A study conducted in Spain describes the trends in prescribing antibiotics and analyzes its possible relationship with the evolution of antimicrobial sensitivity of respiratory pathogens isolated in the health area of Zamora, Spain. A recovery of sensitivity to antibiotics was seen in respiratory pathogens parallel to a progressive decrease in prescription of those antibiotics(10).
A study conducted by Langford et al. (2016)(8) found a decrease in inpatient ciprofloxacin utilization after the microbiology laboratory started to routinely suppress ciprofloxacin susceptibility of Enterobacteriaceae when there was lack of resistance to other antibiotics on the Gram-negative panel.

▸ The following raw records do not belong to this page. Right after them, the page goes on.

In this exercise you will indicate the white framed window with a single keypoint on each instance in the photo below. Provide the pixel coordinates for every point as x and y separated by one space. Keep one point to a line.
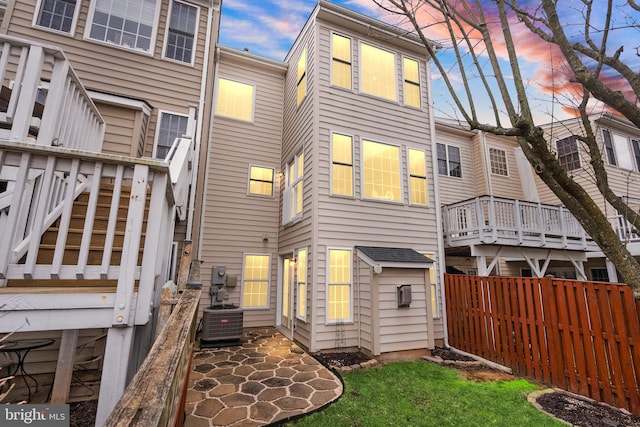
341 61
292 196
301 82
411 71
498 162
170 126
301 284
449 160
341 164
180 40
261 181
378 72
568 154
339 286
131 24
256 280
381 177
57 15
235 100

More recently, Binda F. et al. (2018)(6) conducted a study in a French outpatient setting, targeting UTIs caused by E. coli. It was the first interventional prospective controlled study to evaluate the effectiveness of selective reporting of AST results to reduce the prescription of broad-spectrum antibiotics. Data were collected for each AST performed on E. coli-positive urine cultures in 2017 (before period) and 2019 (after period) in all laboratories. Still, no preliminary data has been published.

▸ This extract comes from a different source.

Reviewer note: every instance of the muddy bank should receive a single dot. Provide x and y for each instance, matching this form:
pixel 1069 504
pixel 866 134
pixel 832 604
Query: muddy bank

Our study is the first, to our knowledge, to show an impact of selective AST on prescription of antibiotics in UTIs at a community level. An increase in the susceptibility rate to ciprofloxacin in E. coli was associated with an immediate and sustained reduction of ciprofloxacin utilization. As ciprofloxacin usage declined, there appeared to be a compensatory increase in utilization of nitrofurantoin and fosfomycin.
Communication, including seminars about selective antibiograms in primary care centers, and telephone advice between the microbiology lab and general practitioners, was determinant to the success of this protocol implementation.
There are several limitations to this study: 1. it is not the aim of this study evaluating the appropriateness of antibiotic prescriptions; 2. some clinicians may only submit urine samples for the treatment of complicated UTIs, which may require different empirical antibiotic treatment, a limitation that Tan et al. (2003)(9) also found; 3. although the selective reporting policy was automated, there were some situations in which ciprofloxacin was reported to the clinicians, which might have led to the prescription of this medication, thus tampering the results; 4. the data about antimicrobial agents prescription was obtained from the online prescription platform of National Health Service (SNS), not including, therefore, information about self-medication or hand prescription, from which we might assume greater antimicrobial agents consumption than that obtained; 5. our selective reporting policy was complemented with other interventions of antimicrobial stewardship. Hence, it is difficult to determine with certainty if selective reporting was the sole cause for the reduction of ciprofloxacin utilization.
Our results suggest that selective reporting of AST should be considered an effective prevention strategy to reduce targeted antimicrobial utilization as part of a broader antimicrobial stewardship program.